Narendra Modi‘s allergy for unscripted media interrogation is evident from his all-too-few interactions with professional journalists, not propagandists and actors, and the BJP government’s increasing opacity with official data.
There are those few minutes with Karan Thapar in 2007 (above) before he felt an urgent need for a glass of water. Then there was the sight of anchors being made to sit at his feet in a campaign bus.
But what of foreign journalists, those whom he meets in person, not those whom the Prime Minister’s Office emails answers typed out by some faceless, biometric-scanned, Aadhaar-linked-to-PAN bureaucrat?
Lionel Barber, the well-regarded Editor of the world’s top business newspaper Financial Times from 2005-2020, met Modi twice, once in 2013 when he was Gujarat chief minister and then in 2019 when he had been PM for five years.
Barber, who demitted office in January this year, recounts those meetings in his new book The Powerful and the Damned (Penguin).
Of the first meeting (with FT Asia bureau chief Victor Mallet in tow) Barber writes, Modi was a lot sharper than Rahul Gandhi, whom he also met on the trip and calls him a hard-edged, ambitious man blamed for “tolerating, if not inciting” anti-Muslim violence in 2002.
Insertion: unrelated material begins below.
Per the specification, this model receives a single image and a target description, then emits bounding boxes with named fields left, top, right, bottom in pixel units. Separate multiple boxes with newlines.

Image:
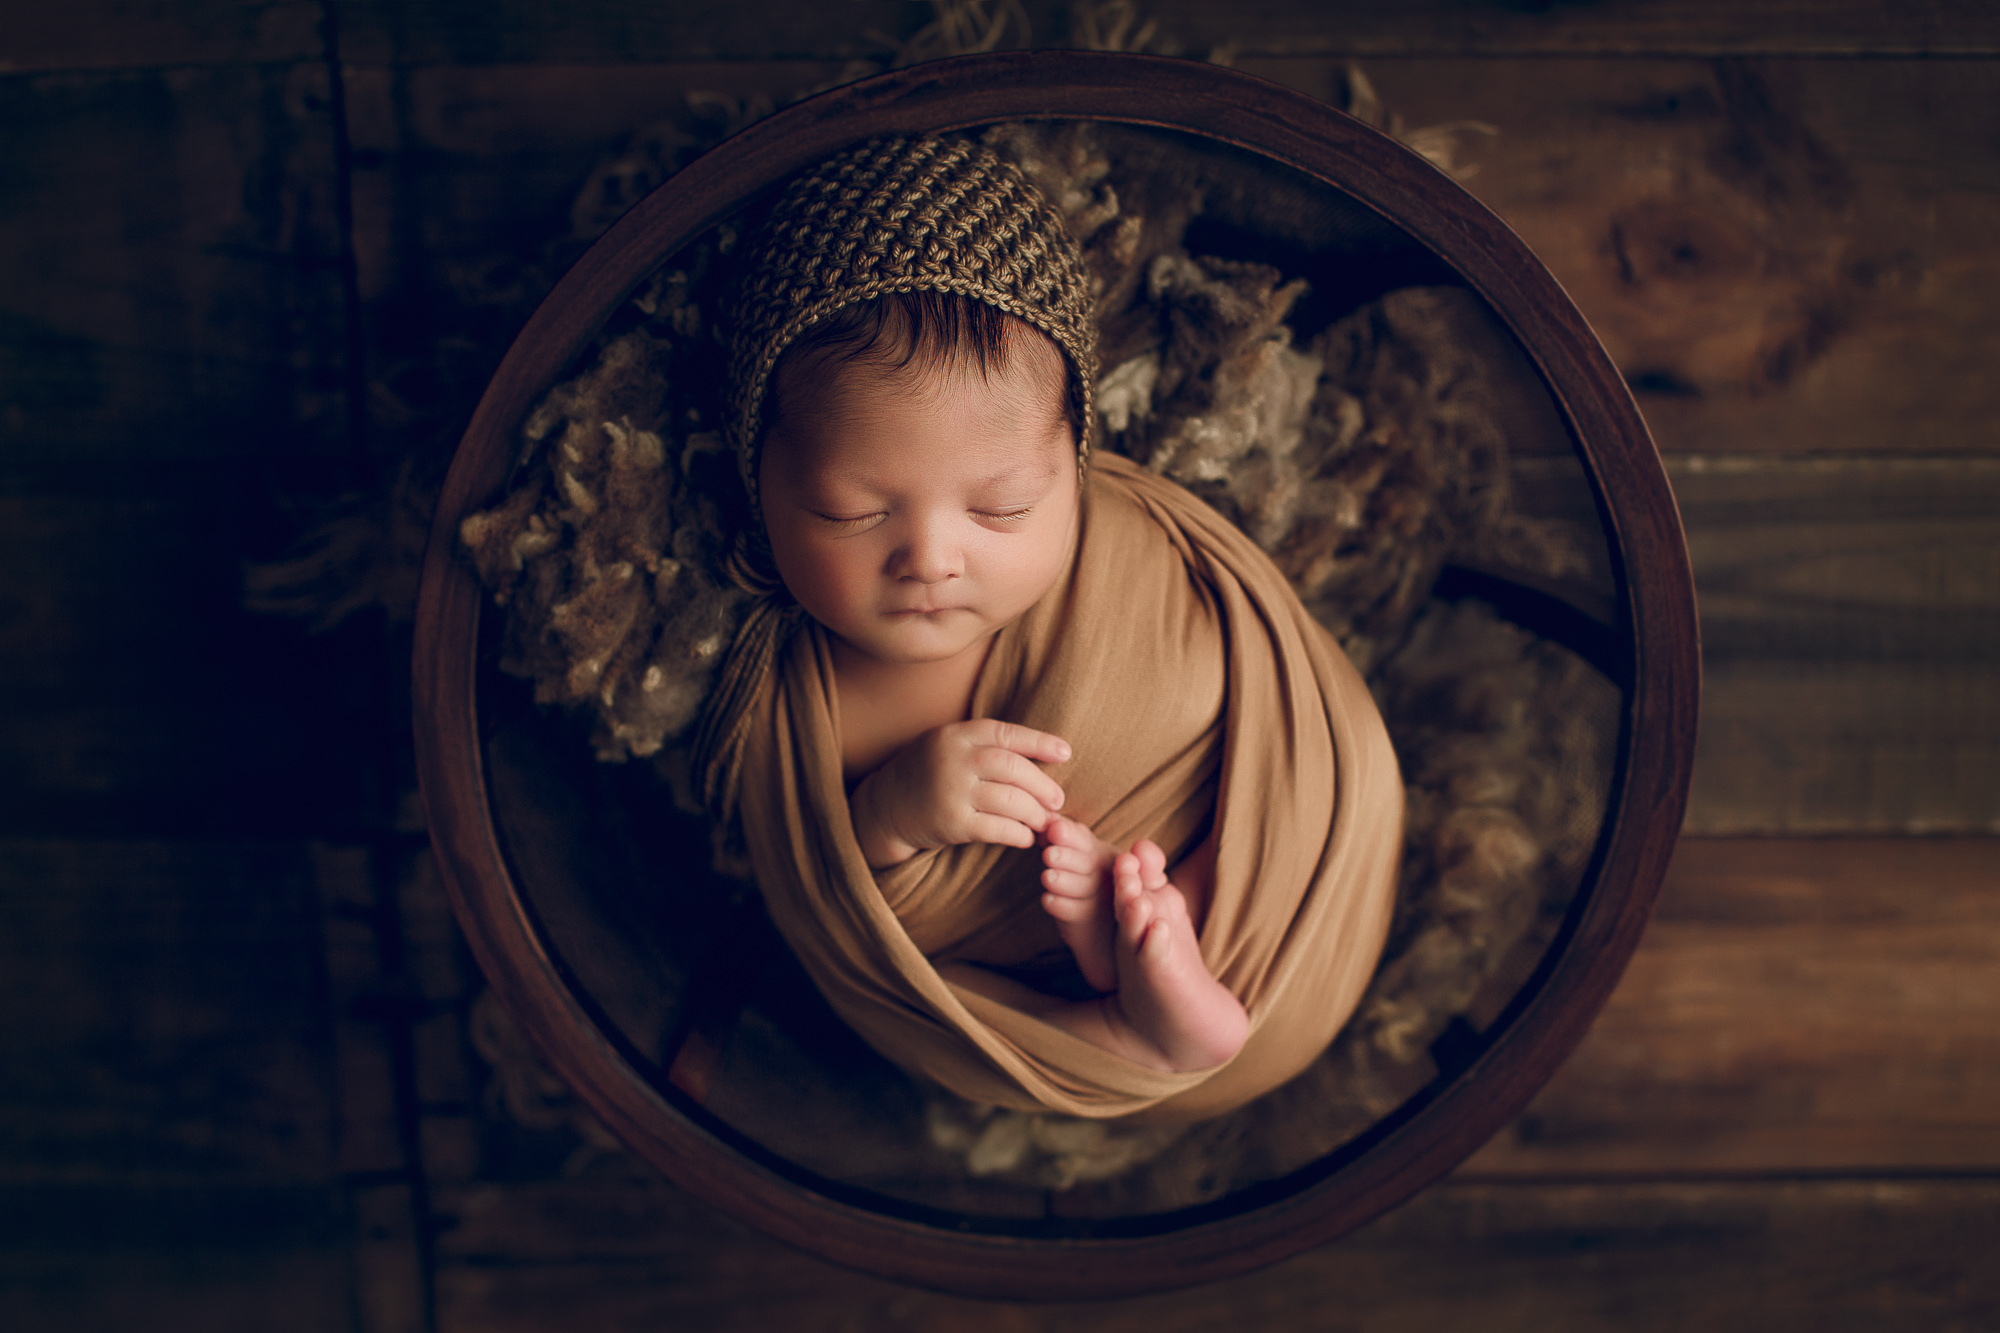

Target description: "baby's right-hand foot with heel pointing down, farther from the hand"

left=1112, top=839, right=1250, bottom=1071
Modi: “Everyone agrees on 90 per cent of what is needed to be done in India.”
Barber: “How about liberalisation of the retail sector to help bring down food prices–and opening up the market for foreign companies to compete against entrenched city merchants?”
Modi (guffawing): “Ah, that falls into the 10 per cent.”
The chief minister talks a great deal about farm reform and raising living standards.
Lionel Barber’s second meeting with Modi is in 2019 (with Delhi bureau chief Amy Kazmin in tow). Barber comes away from it and records that there was “still an edge of menace about the man who, lest we forget, had his finger on a nuclear button”.
“His answer to my first question about agricultural reforms takes the best part of 15 minutes.
“Every now and then, he stares at me, checking whether I have absorbed his message.
“The earlier smiles have disappeared.
“On departure, Modi hands me an envelope and urges me to open it. I assume it’s a copy of the official snapshot on arrival today. In fact, the envelope also contains official photographs of our first meeting in Ahmedabad.
“A touching memento, but also perhaps a gentle reminder: we have you on our files.”